[15580-20-8] · C13H23N3O · 1-Cyclohexyl-3-(2-morpholinoethyl)carbodiimide · (MW 237.34)
(coupling agent for peptide synthesis; used to make sulfate esters from alcohols)
Physical Data: bp 145 °C/0.2 mmHg.
Solubility: sol DMF, CH2Cl2, dioxane, xylene.
Preparative Methods: from cyclohexyl isothiocyanate and N-(2-aminoethyl)morpholine (67% yield);2 by dehydration of the corresponding urea with p-Toluenesulfonyl Chloride, Potassium Carbonate, and Benzyltriethylammonium Chloride (91% yield);3 or by the reaction of cyclohexyl isocyanate, 2-(4-morpholinyl)ethyl diethylphosphoramidate, and potassium carbonate (82% yield).4 The corresponding N-metho-p-toluenesulfonate salt is commercially available (see 1-Cyclohexyl-3-(2-morpholinoethyl)carbodiimide Metho-p-toluenesulfonate).

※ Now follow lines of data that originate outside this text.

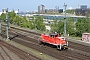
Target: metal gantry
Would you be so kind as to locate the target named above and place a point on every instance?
(65, 5)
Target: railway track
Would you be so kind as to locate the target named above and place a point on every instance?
(68, 55)
(20, 53)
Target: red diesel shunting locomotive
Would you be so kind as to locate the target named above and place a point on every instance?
(54, 39)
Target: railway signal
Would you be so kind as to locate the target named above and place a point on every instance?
(0, 26)
(6, 10)
(65, 5)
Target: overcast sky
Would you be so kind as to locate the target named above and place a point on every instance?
(30, 5)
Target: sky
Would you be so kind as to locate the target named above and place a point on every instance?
(32, 5)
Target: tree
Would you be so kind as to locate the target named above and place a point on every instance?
(3, 16)
(38, 23)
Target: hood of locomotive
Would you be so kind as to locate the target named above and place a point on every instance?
(62, 40)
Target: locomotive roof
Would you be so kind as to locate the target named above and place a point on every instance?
(53, 34)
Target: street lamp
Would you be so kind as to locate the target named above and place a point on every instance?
(65, 5)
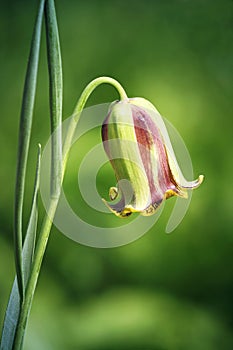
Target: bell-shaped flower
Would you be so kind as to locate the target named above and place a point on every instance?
(137, 143)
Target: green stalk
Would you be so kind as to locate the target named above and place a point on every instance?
(56, 94)
(23, 144)
(47, 222)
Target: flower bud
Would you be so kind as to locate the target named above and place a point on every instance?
(136, 141)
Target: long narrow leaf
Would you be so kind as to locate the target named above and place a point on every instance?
(24, 140)
(13, 308)
(56, 94)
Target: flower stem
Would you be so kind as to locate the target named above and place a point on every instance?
(79, 108)
(23, 144)
(48, 219)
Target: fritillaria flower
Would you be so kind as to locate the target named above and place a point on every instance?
(136, 141)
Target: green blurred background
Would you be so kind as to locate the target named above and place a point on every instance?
(163, 291)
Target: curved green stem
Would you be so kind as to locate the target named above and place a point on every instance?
(80, 106)
(48, 219)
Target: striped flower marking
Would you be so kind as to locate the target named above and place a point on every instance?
(136, 141)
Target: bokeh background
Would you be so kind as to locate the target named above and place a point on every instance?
(163, 291)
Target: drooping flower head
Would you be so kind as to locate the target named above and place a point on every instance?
(137, 143)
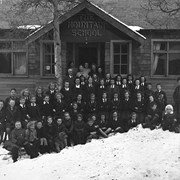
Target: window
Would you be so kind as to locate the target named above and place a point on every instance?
(120, 58)
(165, 58)
(13, 57)
(48, 59)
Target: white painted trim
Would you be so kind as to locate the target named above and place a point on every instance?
(130, 54)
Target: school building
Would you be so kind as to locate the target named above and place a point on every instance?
(89, 34)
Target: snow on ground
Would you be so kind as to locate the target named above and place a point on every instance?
(138, 154)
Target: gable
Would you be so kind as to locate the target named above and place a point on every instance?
(99, 13)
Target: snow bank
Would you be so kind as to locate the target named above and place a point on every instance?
(138, 154)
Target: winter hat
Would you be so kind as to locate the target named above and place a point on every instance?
(170, 107)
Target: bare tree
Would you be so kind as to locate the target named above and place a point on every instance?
(162, 13)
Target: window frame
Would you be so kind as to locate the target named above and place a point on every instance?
(12, 51)
(42, 62)
(167, 52)
(129, 42)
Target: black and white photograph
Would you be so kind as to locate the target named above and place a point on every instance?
(90, 89)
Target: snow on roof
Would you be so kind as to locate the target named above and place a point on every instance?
(135, 28)
(29, 27)
(129, 27)
(117, 19)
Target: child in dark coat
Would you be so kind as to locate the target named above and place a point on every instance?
(79, 130)
(18, 140)
(43, 147)
(133, 121)
(23, 112)
(33, 109)
(50, 130)
(170, 121)
(115, 123)
(152, 118)
(91, 130)
(68, 122)
(46, 108)
(31, 137)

Amide bonds may be formed using carbodiimides but workup procedures are sometimes complicated by the presence of the urea byproduct. 1-Cyclohexyl-3-(2-morpholinoethyl)carbodiimide (1) carries a tertiary amine and has a urea derivative that is soluble in dilute acid, making product separation far easier. It has been used to couple glycine ethyl ester hydrochloride and phthaloyl-L-phenylalanine to give phthaloyl-L-phenylalanylglycine ethyl ester in 81% yield (eq 1).2
(1) has been found to be superior to 1,3-Dicyclohexylcarbodiimide (DCC) for the final cyclization step in the synthesis of a large-ring peptide lactone related to the antibiotic vernamycin Ba, with methylene chloride being the solvent of choice.5 Of all the other coupling reagents examined, only N,N´-Carbonyldiimidazole gave any cyclization product, although in lower yields.
1-Cyclohexyl-3-(2-morpholinoethyl)carbodiimide has been used to mediate the sulfation of 1-hexadecanol to give the corresponding monoalkyl sulfate in 56% yield (eq 2).6 DCC is superior in this reaction, giving the monoalkyl sulfate in 92% yield.